It was a case where a ‘rescue train,’ implying it was on special duties for instance conveying repair materials or conducting inspections as was the case in this incident, was not aware of another service or inspection vehicle coming from the opposite direction. It was a total breakdown of communications, apparently.

Readers with some long memories will recall how in 1998 there was a ghastly accident that led to the loss of lives of some 300 people on the railway track beyond Dodoma to the sloping plateau towards Tabora. It was also a restive environment where workers’ unions were at loggerheads with the third phase government on a whole host of things, partly having to do with scheduled privatization and how workers’ welfare would be sorted out. None of these issues was ever really clarified - as such explanation wouldn’t serve much of a purpose.

It is hard to see what is the difference between that situation and the present environment or incident, except that there is no privatization going on, nor indeed are there cut-throat issues of workers’ welfare at TRC. Instead, there are two situations mirrored in this incident, where on the one hand Tanzania is building a highly modern speed train railway line, and then it demonstrated surprising levels of incompetence in maintaining its old fashioned steam engine railway line.
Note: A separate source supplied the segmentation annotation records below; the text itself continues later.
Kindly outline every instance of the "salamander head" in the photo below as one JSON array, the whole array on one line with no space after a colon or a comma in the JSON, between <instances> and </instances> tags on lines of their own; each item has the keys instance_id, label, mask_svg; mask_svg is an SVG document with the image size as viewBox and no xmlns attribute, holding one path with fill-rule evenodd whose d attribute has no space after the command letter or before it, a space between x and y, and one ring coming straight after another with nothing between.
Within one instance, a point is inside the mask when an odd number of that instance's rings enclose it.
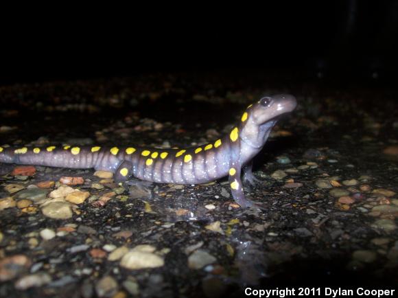
<instances>
[{"instance_id":1,"label":"salamander head","mask_svg":"<svg viewBox=\"0 0 398 298\"><path fill-rule=\"evenodd\" d=\"M246 152L248 159L255 152L253 148L263 147L279 116L292 112L296 105L294 96L281 94L263 98L248 107L242 117L239 135L248 146Z\"/></svg>"},{"instance_id":2,"label":"salamander head","mask_svg":"<svg viewBox=\"0 0 398 298\"><path fill-rule=\"evenodd\" d=\"M266 96L253 104L250 117L255 123L261 125L282 114L292 112L296 105L296 98L289 94Z\"/></svg>"}]
</instances>

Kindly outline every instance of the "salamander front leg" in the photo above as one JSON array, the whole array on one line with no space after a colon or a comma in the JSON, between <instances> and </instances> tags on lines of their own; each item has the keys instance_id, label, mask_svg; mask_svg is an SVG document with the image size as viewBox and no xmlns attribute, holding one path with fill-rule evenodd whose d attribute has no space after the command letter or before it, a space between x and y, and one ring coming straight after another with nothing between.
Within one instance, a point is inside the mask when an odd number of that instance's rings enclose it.
<instances>
[{"instance_id":1,"label":"salamander front leg","mask_svg":"<svg viewBox=\"0 0 398 298\"><path fill-rule=\"evenodd\" d=\"M130 161L124 161L120 163L113 176L116 182L125 182L132 174L132 163Z\"/></svg>"},{"instance_id":2,"label":"salamander front leg","mask_svg":"<svg viewBox=\"0 0 398 298\"><path fill-rule=\"evenodd\" d=\"M253 172L253 163L250 161L248 163L245 165L243 168L243 181L248 182L252 186L255 186L256 183L261 182L261 180L257 179Z\"/></svg>"}]
</instances>

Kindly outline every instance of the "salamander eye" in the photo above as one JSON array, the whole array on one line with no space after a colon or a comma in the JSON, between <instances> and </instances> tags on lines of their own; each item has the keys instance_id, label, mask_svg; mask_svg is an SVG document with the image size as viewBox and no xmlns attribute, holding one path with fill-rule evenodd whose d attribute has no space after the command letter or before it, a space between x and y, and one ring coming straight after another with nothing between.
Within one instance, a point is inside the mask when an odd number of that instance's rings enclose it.
<instances>
[{"instance_id":1,"label":"salamander eye","mask_svg":"<svg viewBox=\"0 0 398 298\"><path fill-rule=\"evenodd\" d=\"M271 98L263 98L260 100L260 104L268 108L272 104L272 102L273 100Z\"/></svg>"}]
</instances>

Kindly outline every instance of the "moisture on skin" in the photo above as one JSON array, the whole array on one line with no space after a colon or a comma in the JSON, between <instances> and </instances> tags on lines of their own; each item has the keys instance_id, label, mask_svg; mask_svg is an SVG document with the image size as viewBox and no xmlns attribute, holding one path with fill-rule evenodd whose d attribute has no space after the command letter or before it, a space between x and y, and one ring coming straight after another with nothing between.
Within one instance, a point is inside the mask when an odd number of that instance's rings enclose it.
<instances>
[{"instance_id":1,"label":"moisture on skin","mask_svg":"<svg viewBox=\"0 0 398 298\"><path fill-rule=\"evenodd\" d=\"M132 176L161 183L198 184L229 176L232 195L242 207L253 206L243 192L244 179L253 183L251 160L262 149L279 117L296 106L294 96L261 98L247 107L224 137L200 146L154 149L130 146L45 148L0 146L0 162L110 171L115 180Z\"/></svg>"}]
</instances>

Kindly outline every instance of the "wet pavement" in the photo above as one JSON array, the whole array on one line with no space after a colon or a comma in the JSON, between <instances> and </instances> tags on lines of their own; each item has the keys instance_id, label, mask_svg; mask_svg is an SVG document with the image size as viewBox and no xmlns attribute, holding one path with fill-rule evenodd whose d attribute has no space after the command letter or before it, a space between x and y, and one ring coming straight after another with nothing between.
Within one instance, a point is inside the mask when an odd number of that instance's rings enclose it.
<instances>
[{"instance_id":1,"label":"wet pavement","mask_svg":"<svg viewBox=\"0 0 398 298\"><path fill-rule=\"evenodd\" d=\"M298 108L256 157L261 182L245 185L266 211L239 207L226 179L122 187L93 170L2 164L0 297L397 284L395 90L258 75L3 87L0 144L196 146L230 131L262 95L286 92Z\"/></svg>"}]
</instances>

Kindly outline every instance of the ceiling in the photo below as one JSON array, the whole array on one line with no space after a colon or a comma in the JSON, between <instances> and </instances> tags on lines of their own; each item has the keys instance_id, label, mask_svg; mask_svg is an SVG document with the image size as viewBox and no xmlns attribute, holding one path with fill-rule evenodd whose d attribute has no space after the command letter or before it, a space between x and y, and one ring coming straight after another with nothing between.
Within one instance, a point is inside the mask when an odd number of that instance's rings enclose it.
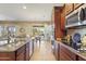
<instances>
[{"instance_id":1,"label":"ceiling","mask_svg":"<svg viewBox=\"0 0 86 64\"><path fill-rule=\"evenodd\" d=\"M0 3L0 21L50 21L53 7L61 3ZM26 9L23 9L25 7Z\"/></svg>"}]
</instances>

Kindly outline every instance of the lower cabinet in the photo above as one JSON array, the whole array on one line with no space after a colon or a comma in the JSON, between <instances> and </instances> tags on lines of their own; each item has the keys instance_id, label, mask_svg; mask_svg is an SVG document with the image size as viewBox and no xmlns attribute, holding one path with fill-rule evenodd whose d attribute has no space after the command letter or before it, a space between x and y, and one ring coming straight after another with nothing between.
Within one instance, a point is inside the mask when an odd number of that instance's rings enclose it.
<instances>
[{"instance_id":1,"label":"lower cabinet","mask_svg":"<svg viewBox=\"0 0 86 64\"><path fill-rule=\"evenodd\" d=\"M0 52L0 61L28 61L29 42L19 48L16 51Z\"/></svg>"},{"instance_id":2,"label":"lower cabinet","mask_svg":"<svg viewBox=\"0 0 86 64\"><path fill-rule=\"evenodd\" d=\"M14 61L14 52L0 52L0 61Z\"/></svg>"},{"instance_id":3,"label":"lower cabinet","mask_svg":"<svg viewBox=\"0 0 86 64\"><path fill-rule=\"evenodd\" d=\"M86 61L84 57L77 55L77 61Z\"/></svg>"}]
</instances>

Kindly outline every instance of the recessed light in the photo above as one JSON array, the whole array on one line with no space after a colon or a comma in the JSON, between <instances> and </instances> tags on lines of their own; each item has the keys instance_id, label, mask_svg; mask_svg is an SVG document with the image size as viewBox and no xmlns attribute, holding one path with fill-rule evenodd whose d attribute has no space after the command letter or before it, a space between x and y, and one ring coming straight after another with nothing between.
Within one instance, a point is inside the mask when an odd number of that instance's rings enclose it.
<instances>
[{"instance_id":1,"label":"recessed light","mask_svg":"<svg viewBox=\"0 0 86 64\"><path fill-rule=\"evenodd\" d=\"M23 9L26 9L26 5L23 5Z\"/></svg>"}]
</instances>

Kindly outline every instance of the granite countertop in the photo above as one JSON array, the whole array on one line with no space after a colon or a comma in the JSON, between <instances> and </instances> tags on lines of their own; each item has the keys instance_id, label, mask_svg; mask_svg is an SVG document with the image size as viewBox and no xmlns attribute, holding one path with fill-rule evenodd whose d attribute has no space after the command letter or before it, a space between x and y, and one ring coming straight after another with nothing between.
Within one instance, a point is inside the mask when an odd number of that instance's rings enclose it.
<instances>
[{"instance_id":1,"label":"granite countertop","mask_svg":"<svg viewBox=\"0 0 86 64\"><path fill-rule=\"evenodd\" d=\"M7 46L0 46L0 52L13 52L16 51L22 46L26 44L26 41L19 41L16 43L9 43Z\"/></svg>"},{"instance_id":2,"label":"granite countertop","mask_svg":"<svg viewBox=\"0 0 86 64\"><path fill-rule=\"evenodd\" d=\"M69 49L70 51L72 51L73 53L79 55L81 57L85 59L86 60L86 52L79 52L75 49L73 49L72 47L70 46L66 46L64 43L62 43L61 41L57 41L58 43L62 44L63 47L65 47L66 49Z\"/></svg>"}]
</instances>

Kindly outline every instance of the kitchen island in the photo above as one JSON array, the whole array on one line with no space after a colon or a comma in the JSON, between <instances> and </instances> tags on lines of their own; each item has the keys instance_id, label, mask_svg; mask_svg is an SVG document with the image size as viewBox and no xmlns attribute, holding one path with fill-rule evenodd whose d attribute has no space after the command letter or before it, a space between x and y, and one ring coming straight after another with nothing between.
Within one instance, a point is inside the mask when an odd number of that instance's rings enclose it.
<instances>
[{"instance_id":1,"label":"kitchen island","mask_svg":"<svg viewBox=\"0 0 86 64\"><path fill-rule=\"evenodd\" d=\"M54 55L58 61L86 61L86 51L77 51L61 41L57 41L54 47Z\"/></svg>"},{"instance_id":2,"label":"kitchen island","mask_svg":"<svg viewBox=\"0 0 86 64\"><path fill-rule=\"evenodd\" d=\"M0 61L28 61L30 57L29 51L29 41L19 41L1 46Z\"/></svg>"}]
</instances>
How far does it translate into capacity for running a modern railway system, at present?

These are questions for which there are no simple answers, as during the earlier period those in government and a section of academia and especially foreign think tanks had a simple answer to all this: privatization. There is however plenty of evidence as well that in advanced countries some huge accidents were explained from excessive deregulation, lack of peer review on what a company is doing. It would appear that there is a similar climate here as TRC isn’t regulated by anyone but itself, and the worst it can suffer is to lose its chief executive and get another.

At the time that the liberalization and privatization approach to reform was ditched, gradually during the third phase and more emphatically during the fourth phase and its being a non-issue at present, another view came up. The World Bank, which is often wrongly criticized as a privatization champion whereas some its top economists have battled it stridently, in office and well beyond their terms of office, came up with the capacity building strategy. We could measure TRC way of handling operations by that precept, but even in 1998 total communications failure was something difficult to comprehend, but a repeat 22 years later is even stranger.

There is an expression about the need for special solutions for special problems, and perhaps there is something of that sort here. It will be up to top levels of the government in the relevant ministry and other think tanks or advisory bodies to figure out if the same management that has a trolley car colliding with a service train can run a rapid train network. There ought to be clear answers on that matter.